A espera é acreditar em filho de virgem. Uma prece, me esquece, me marca num muro, prefiro ser Madalena. Me atira na vida mas não me espere chorar. No compasso do ponteiro do relógio parado vou te atraindo pra armadilha: serei a bruxa que vai te transformar no sapo, você será meu anfíbio de estimação e terá que esperar um beijo meu te libertar de novo. Só que meus lábios secarão com o ar cortante de outono. Estaremos presos um ao outro.

A espera é o brejo feio e fedido da floresta negra das fábulas que assustam as crianças. É a impossibilidade de contar belas histórias aos casacos pendurados na cadeira da sala de jantar. É a solidão dos deuses loucos. É o dedo em todas as feridas da trouxa autocompaixão. Rasgar a carne, sangrar líquidos sem cor, chorar lágrimas imaginárias e etílicas de guaraná. E dormir soluçando baixinho esperando o despertador tocar pra espera recomeçar com o dia sem as flores à porta.

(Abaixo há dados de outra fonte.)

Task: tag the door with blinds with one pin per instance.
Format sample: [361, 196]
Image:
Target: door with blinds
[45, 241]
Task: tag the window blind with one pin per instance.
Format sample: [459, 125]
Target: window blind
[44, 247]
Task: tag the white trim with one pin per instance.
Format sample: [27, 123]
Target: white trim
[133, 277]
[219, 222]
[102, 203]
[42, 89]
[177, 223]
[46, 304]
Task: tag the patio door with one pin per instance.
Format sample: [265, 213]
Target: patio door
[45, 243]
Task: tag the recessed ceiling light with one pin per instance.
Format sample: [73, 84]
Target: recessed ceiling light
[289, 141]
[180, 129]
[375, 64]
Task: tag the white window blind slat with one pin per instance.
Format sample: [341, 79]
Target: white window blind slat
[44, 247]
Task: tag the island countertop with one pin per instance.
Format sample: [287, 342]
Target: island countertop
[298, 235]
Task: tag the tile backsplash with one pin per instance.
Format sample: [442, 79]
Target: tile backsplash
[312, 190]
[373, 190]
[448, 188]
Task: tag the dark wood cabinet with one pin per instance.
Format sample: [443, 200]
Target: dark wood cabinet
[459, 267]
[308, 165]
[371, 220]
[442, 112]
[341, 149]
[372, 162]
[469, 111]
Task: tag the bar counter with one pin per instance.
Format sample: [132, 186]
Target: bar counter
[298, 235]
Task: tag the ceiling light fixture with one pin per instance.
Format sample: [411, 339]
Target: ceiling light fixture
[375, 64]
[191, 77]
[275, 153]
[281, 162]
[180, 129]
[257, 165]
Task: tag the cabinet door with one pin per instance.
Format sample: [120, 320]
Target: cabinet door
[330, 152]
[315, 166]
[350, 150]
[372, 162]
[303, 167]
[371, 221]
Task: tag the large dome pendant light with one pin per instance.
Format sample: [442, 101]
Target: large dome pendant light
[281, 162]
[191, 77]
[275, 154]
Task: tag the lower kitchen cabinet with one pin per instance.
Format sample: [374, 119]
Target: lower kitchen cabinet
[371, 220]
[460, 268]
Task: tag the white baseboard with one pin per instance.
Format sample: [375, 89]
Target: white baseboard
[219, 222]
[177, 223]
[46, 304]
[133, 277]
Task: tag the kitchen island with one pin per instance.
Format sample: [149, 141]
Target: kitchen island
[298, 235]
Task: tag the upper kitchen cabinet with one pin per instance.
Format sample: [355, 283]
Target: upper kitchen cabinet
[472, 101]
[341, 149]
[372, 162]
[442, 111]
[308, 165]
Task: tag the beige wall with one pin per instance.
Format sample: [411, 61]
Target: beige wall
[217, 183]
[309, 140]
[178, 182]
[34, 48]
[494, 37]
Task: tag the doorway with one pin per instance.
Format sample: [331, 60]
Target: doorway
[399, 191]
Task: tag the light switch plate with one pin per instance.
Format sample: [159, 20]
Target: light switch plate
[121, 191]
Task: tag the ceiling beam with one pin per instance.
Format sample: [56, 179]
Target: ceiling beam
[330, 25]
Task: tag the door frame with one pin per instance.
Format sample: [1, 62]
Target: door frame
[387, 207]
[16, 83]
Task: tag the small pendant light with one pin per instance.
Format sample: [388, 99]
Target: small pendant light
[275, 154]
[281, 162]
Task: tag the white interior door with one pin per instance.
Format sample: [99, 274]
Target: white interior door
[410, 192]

Café amargo, janela aberta, estou pronta – que venham as cartas em branco que ontem enviei pra mim.

CRiga.



segunda-feira, 4 de março de 2019

Acabou, começou!


Não adiantam dores amores flores rimas –
quando desapaixona já era, meu amigo!

Nem chocolate nem jantar caro de um mês de salário
naquele restaurante da propaganda que vocês ouviam
quando de manhã iam juntos trabalhar.

A comida fica seca e mais cara,
o vinho dá dor de cabeça.
A sobremesa tem as calorias que precisa evitar,
daqui uns dias tem balada com as amigas.

Desinfeta, desidrata então os temperos
a gente nem vai fazer aquele prato da tevê.

Desafasta, me dá ar, pega suas coisas e não demora.
Quer a hora do relógio?
É agora: a hora de você só ir embora.

No guarda-roupa cheirando a mofado tem
aquele vestidinho lindo vermelhinho.
O decote ficou fundo demais
ou eu que me afundei de peito aberto em você?

Vestido mofado? Qual o quê!
Boutique e vendedoras que parecem amigas de infância,
um decote novo e um azul da paz que namoro.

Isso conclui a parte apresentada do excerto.